FDA seeks comment on approach for defining durations of use for certain antimicrobial drugs for food animals

By David Fairfield, Senior Vice President, Feed

The U.S. Food and Drug Administration (FDA) on Jan. 8 published a concept paper to obtain input from stakeholders on a potential framework for how animal drug sponsors could voluntarily make changes to the approved conditions of use for certain medically important animal antimicrobial drugs to establish a defined duration of use for those indications that currently lack a defined duration of use.

The concept paper focuses on medically important animal antimicrobial drugs – drugs important in human medicine – administered through the medicated feed of food-producing animals. In accordance with FDA’s Veterinary Feed Directive (VFD) regulations, these drugs legally only may be used under the order and supervision of a licensed veterinarian. Currently, a limited number of medically important antimicrobials administered through animal feed include approved uses that lack a defined duration of use. Lacking a defined duration of use means that labeling for an identified product indication includes no information regarding the duration of administration or otherwise does not provide a targeted duration of use. The concept paper is limited to feed-use drugs because FDA has determined that all approved uses of medically important antimicrobial drugs in dosage forms, other than feed, already have appropriately defined durations of use. 

Currently, there are 89 approved animal drug applications for medically important antimicrobials that have one or more indications without a defined duration of use. According to FDA, these drugs comprise approximately 28 percent of all medically important antimicrobials approved for administration through animal feed. FDA states that defining durations of use for those uses of medically important antimicrobials in medicated feed that currently lack them will allow for the effective use of these products while minimizing the extent of antimicrobial drug exposure. 

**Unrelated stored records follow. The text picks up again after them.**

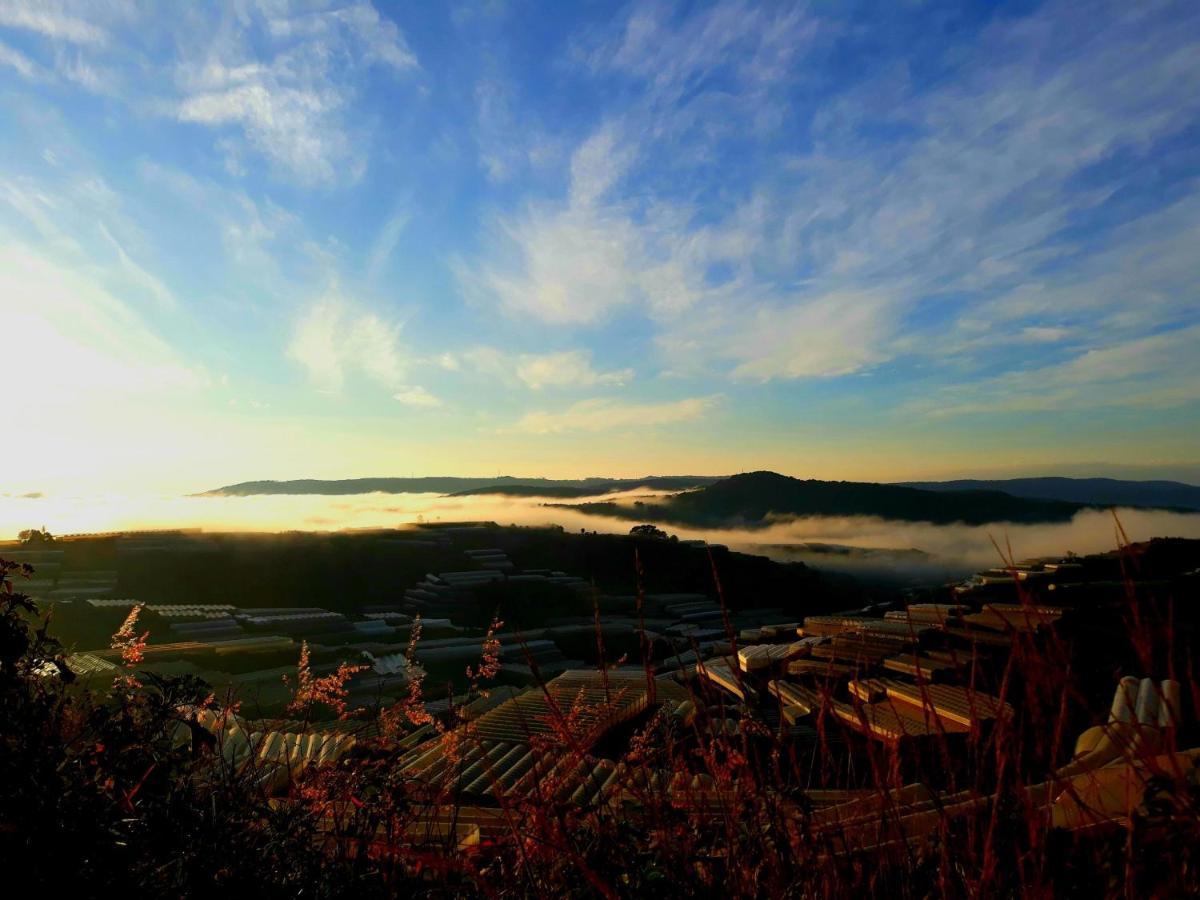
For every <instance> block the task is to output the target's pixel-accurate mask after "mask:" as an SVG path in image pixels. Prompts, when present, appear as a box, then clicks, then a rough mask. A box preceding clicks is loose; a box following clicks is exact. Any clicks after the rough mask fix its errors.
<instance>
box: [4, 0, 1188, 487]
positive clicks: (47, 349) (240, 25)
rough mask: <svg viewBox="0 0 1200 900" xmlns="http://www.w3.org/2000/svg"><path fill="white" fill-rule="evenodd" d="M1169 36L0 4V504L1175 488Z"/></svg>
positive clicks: (701, 15)
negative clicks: (54, 494)
mask: <svg viewBox="0 0 1200 900" xmlns="http://www.w3.org/2000/svg"><path fill="white" fill-rule="evenodd" d="M1198 276H1200V6H1198V5H1196V4H1192V2H1178V4H1154V2H1138V4H1128V2H1126V4H1094V2H1090V4H1054V2H1051V4H1024V2H1022V4H1009V5H1006V4H998V5H995V4H980V5H966V4H937V2H924V4H923V2H911V4H895V2H884V4H877V5H874V4H821V2H818V4H810V5H800V6H792V5H786V4H738V2H714V4H679V5H672V4H659V5H655V4H635V5H632V6H623V5H611V4H599V2H587V4H541V5H539V4H526V2H516V1H515V0H514V1H511V2H484V4H415V2H413V4H383V2H377V4H376V5H373V6H372V5H371V4H368V2H287V1H284V0H259V1H254V0H242V1H239V2H226V4H194V5H186V4H166V2H137V1H134V0H128V1H122V0H83V1H80V2H68V1H66V0H64V1H60V2H53V1H52V0H0V314H2V320H4V322H5V332H6V337H7V341H6V350H5V354H6V356H8V359H10V360H11V361H13V365H10V366H8V367H7V368H8V371H10V372H11V373H12V372H16V373H18V374H17V376H12V374H10V384H11V385H13V384H14V385H19V390H17V391H13V392H14V394H16V397H13V403H14V406H13V407H12V413H11V419H10V420H11V421H12V420H13V419H14V420H16V421H19V422H20V426H19V433H20V436H22V439H20V442H19V445H18V446H17V448H16V450H14V461H12V462H10V464H7V466H6V479H8V481H10V482H11V484H12V485H13V486H14V487H16V486H20V487H28V490H43V488H46V487H49V486H53V485H55V484H64V485H65V484H71V485H83V484H106V485H109V484H113V485H115V484H134V482H136V484H151V485H155V486H162V487H164V488H168V490H175V488H179V490H199V488H204V487H210V486H212V485H215V484H220V482H224V481H233V480H242V479H251V478H268V476H275V478H290V476H305V475H311V476H341V475H346V476H349V475H362V474H397V475H400V474H448V473H460V474H485V473H486V474H491V473H494V472H497V470H503V472H509V473H515V474H547V475H563V476H566V475H587V474H612V475H630V474H644V473H650V472H710V473H721V472H733V470H743V469H750V468H762V467H766V468H774V469H778V470H782V472H787V473H791V474H797V475H808V476H820V478H864V479H883V480H887V479H902V478H924V476H938V475H960V474H1037V473H1050V472H1064V473H1111V474H1118V475H1129V474H1134V475H1165V476H1180V478H1186V479H1192V480H1195V479H1196V478H1200V451H1198V437H1196V436H1198V434H1200V354H1198V353H1196V348H1198V344H1200V287H1198V286H1200V277H1198Z"/></svg>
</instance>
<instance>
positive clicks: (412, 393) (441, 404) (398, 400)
mask: <svg viewBox="0 0 1200 900" xmlns="http://www.w3.org/2000/svg"><path fill="white" fill-rule="evenodd" d="M391 397H392V400H396V401H400V402H401V403H403V404H404V406H407V407H424V408H430V407H439V406H442V401H440V400H438V398H437V397H434V396H433V395H432V394H430V392H428V391H427V390H425V388H421V386H419V385H412V386H408V388H404V389H402V390H398V391H396V392H395V394H392V395H391Z"/></svg>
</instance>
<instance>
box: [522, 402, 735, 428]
mask: <svg viewBox="0 0 1200 900" xmlns="http://www.w3.org/2000/svg"><path fill="white" fill-rule="evenodd" d="M719 400H720V397H718V396H708V397H688V398H686V400H677V401H671V402H666V403H624V402H620V401H616V400H607V398H602V397H601V398H594V400H583V401H580V402H578V403H572V404H571V406H569V407H566V408H565V409H560V410H557V412H550V410H539V412H533V413H526V414H524V415H523V416H521V419H520V420H518V421H517V422H516V425H515V426H514V431H523V432H529V433H533V434H553V433H557V432H566V431H622V430H636V428H650V427H656V426H661V425H677V424H680V422H690V421H696V420H697V419H701V418H703V416H704V414H706V413H708V412H709V410H710V409H713V407H714V406H715V404H716V402H718V401H719Z"/></svg>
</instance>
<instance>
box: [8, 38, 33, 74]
mask: <svg viewBox="0 0 1200 900" xmlns="http://www.w3.org/2000/svg"><path fill="white" fill-rule="evenodd" d="M0 66H7V67H8V68H13V70H16V71H17V73H18V74H19V76H20V77H22V78H36V77H37V64H35V62H34V61H32V60H31V59H29V56H26V55H25V54H23V53H20V52H19V50H14V49H13V48H12V47H8V46H7V44H5V43H0Z"/></svg>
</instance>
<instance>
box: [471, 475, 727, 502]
mask: <svg viewBox="0 0 1200 900" xmlns="http://www.w3.org/2000/svg"><path fill="white" fill-rule="evenodd" d="M719 480H720V479H719V478H694V476H689V475H655V476H652V478H642V479H626V480H604V481H600V482H598V484H589V485H586V486H576V485H557V484H550V482H533V484H528V482H522V484H518V485H485V486H484V487H472V488H468V490H466V491H456V492H455V493H452V494H451V497H478V496H484V494H498V496H504V497H559V498H570V497H600V496H602V494H606V493H614V492H617V491H635V490H638V488H646V490H653V491H688V490H690V488H694V487H703V486H704V485H710V484H714V482H716V481H719Z"/></svg>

The concept paper outlines a potential voluntary process that would involve drug sponsors working with FDA to make changes to the approved labeling for affected products to establish appropriately defined durations of use. FDA states that if the potential framework outlined in the concept paper later was issued as final agency guidance, implementation of that guidance would help ensure that all medically important antimicrobial animal drugs are administered in a manner consistent with ongoing efforts by the agency to limit the development of antimicrobial resistance by ensuring the judicious use of medically important antimicrobial drugs in animals.

The concept paper is intended to facilitate public comment on a potential voluntary approach to define durations of use. FDA states it will consider all information and comments received on the concept paper before issuing draft guidance for additional public comment. FDA also published a notice in the Federal Register that invites public comment on specific questions regarding the concept paper by April 12.  NGFA will be submitting such comments with input from its Feed Legislative and Regulatory Affairs and Feed Manufacturing and Technology Committees.